Here are some aquatic nuisance species that have been found in Washington.

  • New Zealand mud snails: There are established populations of mud snails in the Columbia River at Young’s Bay and Kalama, in the Snake River on the eastern border of the state, and in waterways on the Long Beach Peninsula.
    • New Zealand mud snails are very small (about ⅛ of an inch long when full grown). Therefore, they are transported easily on gear and in live/bait wells. The snails can reproduce rapidly via asexual reproduction, so it takes only one to start a new infestation. They have no natural predators in the U.S.
    • Boaters visiting areas infested with mud snails need to clean their boats and gear with very hot water and let them dry out for several days. During the wet season, use a weak chlorine solution instead of water.
  • Aquatic weeds: Nearly every county in Washington is infested with some species of aquatic weed, such as purple loosestrife, giant hogweed, Eurasian water milfoil, hydrilla, spartina, or fanwort.
    • It only takes a small fragment to begin a new population of these invasive plants. Once introduced, they rapidly displace native plants and form single-species stands. These stands clog waterways and reduce aquatic habitat for fish, waterfowl, and aquatic mammals.
    • If boaters leave an area with weeds on their boats, those weeds also can carry a variety of other nuisance species.
  • Sea squirts: Several species of invasive sea squirts (also known as tunicates) have spread throughout the Puget Sound, turning up in Hood Canal, Birch Bay, Totten Inlet, Des Moines, and Neah Bay. Sea squirt infestation is becoming a critical issue in Washington.
    • Sea squirts have no known predators and can quickly cover the hull of boats, pilings, and other hard surfaces, suffocating other sea life. Sea squirts can attach to hulls and anchors and be spread if the vessel is moved from one body of water to another.
    • Three types of sea squirts have been discovered in Washington’s waters.
      • Clubbed tunicate (Styela clava), which is native to Asia. This type of sea squirt has very heavy infestations at Pleasant Harbor, Neah Bay, and Blaine.It tends to get on docks, boats, aquaculture lines, and cages.
      • Solitary sea squirt (Ciona savignyi), which is native to Asia. This sea squirt species is found at Eagle Harbor, Des Moines, and South Hood Canal.
      • Colonial sea squirt (Didemnum lahillei), which is native to Europe. This type of sea squirt is found in Okeover Inlet and around Vancouver Island. When transported, a small piece of the colony (less than a half-inch square) can form a new colony.
  • Zebra mussels: Although not yet a problem in Washington, zebra mussels are still very much a concern.
    • Zebra mussels are about an inch or less long. They attach to hard substrates and often are found in clusters.
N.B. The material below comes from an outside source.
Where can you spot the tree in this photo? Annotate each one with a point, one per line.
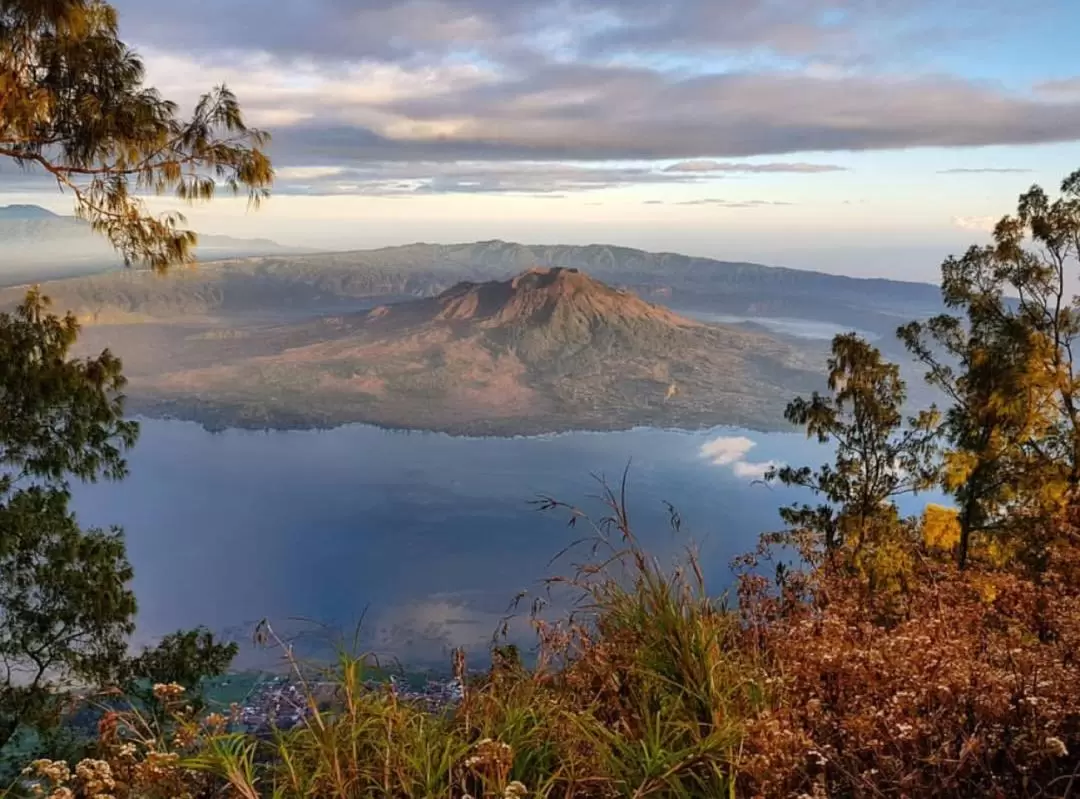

Because the mussels can live out of water for nearly a month, the possibility of them being transported to Washington via a recreational boat exists.
    • Zebra mussels have been found in states close to Washington, so boaters who travel out of state with their boats should clean their boats and gear thoroughly before putting them back into Washington waters.
  • Others: Other invasive animals that threaten Washington waters are Asian clams, Chinese mitten crabs, and European green crabs.